Daqi retourna doucement Ping, lui relevant le visage. Les courbes douces et harmonieuses de son corps s'étendaient de son cou clair jusqu'à ses fesses galbées, puis se prolongeaient le long de ses jambes fines et élancées. Même ses petits pieds se fondaient parfaitement dans les courbes de son corps. Daqi était un homme

; comment aurait-il pu rester insensible à une telle perfection

?

Il se pencha doucement contre le dos de la femme, embrassant son cou clair, puis descendant le long de son dos lisse. Vinrent ensuite ses fesses galbées et magnifiques, puis ses longues jambes fines. Tandis que Daqi s'affairait sur le dos de Ping, elle se réveilla peu à peu. Mais elle ne repoussa pas la tendresse de l'homme derrière elle ; elle ressentit profondément le bonheur d'être une femme. Elle ferma simplement les yeux et savoura pleinement l'instant, lorsqu'elle laissa échapper un cri. Il s'avéra que Daqi embrassait son intimité la plus précieuse, un endroit qu'une femme peut chérir. Elle se demanda pourquoi il pouvait l'embrasser là. Cependant, elle se sentait bien et en paix, alors elle le laissa faire. Car l'homme derrière elle avait toujours raison, et elle l'écouterait toujours. Il avait depuis longtemps pris le contrôle de ses pensées et de ses valeurs, alors elle le laissa faire ! Ainsi, Ping profita simplement de l'instant en silence, sans interrompre la tendresse de Daqi le moins du monde.

Après avoir caressé tendrement la femme par derrière, Daqi la pénétra par derrière. Ses mouvements s'accélérèrent progressivement, ignorant les cris et les gémissements de Ping. Il comprit que ses cris n'étaient pas un rejet, mais une acceptation. Au comble de leur extase, Daqi ordonna à la femme de passer de la position allongée à la position agenouillée sur le lit. La femme obéit docilement, mais ses cris et ses gémissements ne cessèrent jamais. C'était la sensation que Daqi désirait ardemment : celle de dominer totalement la femme. Cette domination d'un modèle magnifique et plus vrai que nature, une tête plus grande que lui, lui procurait un plaisir immense et un sentiment d'accomplissement.

Après une longue période de domination, Daqi s'est finalement effondré sur l'œuvre d'art, trop épuisé pour bouger, ne faisant que haleter bruyamment...

À ce moment précis, on frappa à la porte. Ping pensa aussitôt que c'était Wen. « Attendez une minute ! » s'exclama-t-elle. Elle fit signe à Daqi de s'habiller rapidement, puis enfila ses propres vêtements à la hâte. Une fois habillée, Ping ouvrit la porte. C'était bien Wen. Il entra et dit en souriant : « Les mariés, allons nous promener dans le complexe hôtelier et admirer le paysage marin ce matin, puis retournons à l'école cet après-midi ! » Daqi et Muping acquiescèrent.

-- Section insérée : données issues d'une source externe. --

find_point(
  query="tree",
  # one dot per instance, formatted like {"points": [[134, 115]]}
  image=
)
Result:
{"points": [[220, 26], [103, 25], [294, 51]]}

Daqi fut surprise de voir Wen si indifférente. Elle avait bavardé et ri toute la matinée, main dans la main avec Ping. Daqi ne pouvait que suivre les deux jeunes femmes, se sentant presque de trop. «

Pff, les femmes sont si imprévisibles

!

» pensa-t-elle.

Après avoir profité du magnifique paysage marin, les trois enfants sont retournés à l'école.

Chapitre quinze : Jeu de printemps sur le canapé

Une nouvelle semaine commençait. Après les cours, Daqi déjeuna avec Muping à la cantine, puis embrassa Ping et prit le bus pour aller chez Qianru. Il devait donner des cours particuliers à Xiaojiajia ce soir-là. Mais il voulait arriver tôt chez Qianru car la belle et séduisante Qianru lui manquait. Avant de partir, il l'appela pour s'assurer qu'elle était bien rentrée et n'était pas partie travailler.

Dès que Daqi entra chez Qianru, il la serra fort dans ses bras. Qianru portait un tailleur rouge, une jupe noire et des talons hauts rouges, ce qui la rendait incroyablement séduisante. Son visage était légèrement maquillé, son sourire était doux et ses yeux en amande étaient absolument captivants.

Elles s'embrassèrent passionnément, et Daqi complimenta Qianru entre deux baisers : « Ma sœur, tu es si belle aujourd'hui ! »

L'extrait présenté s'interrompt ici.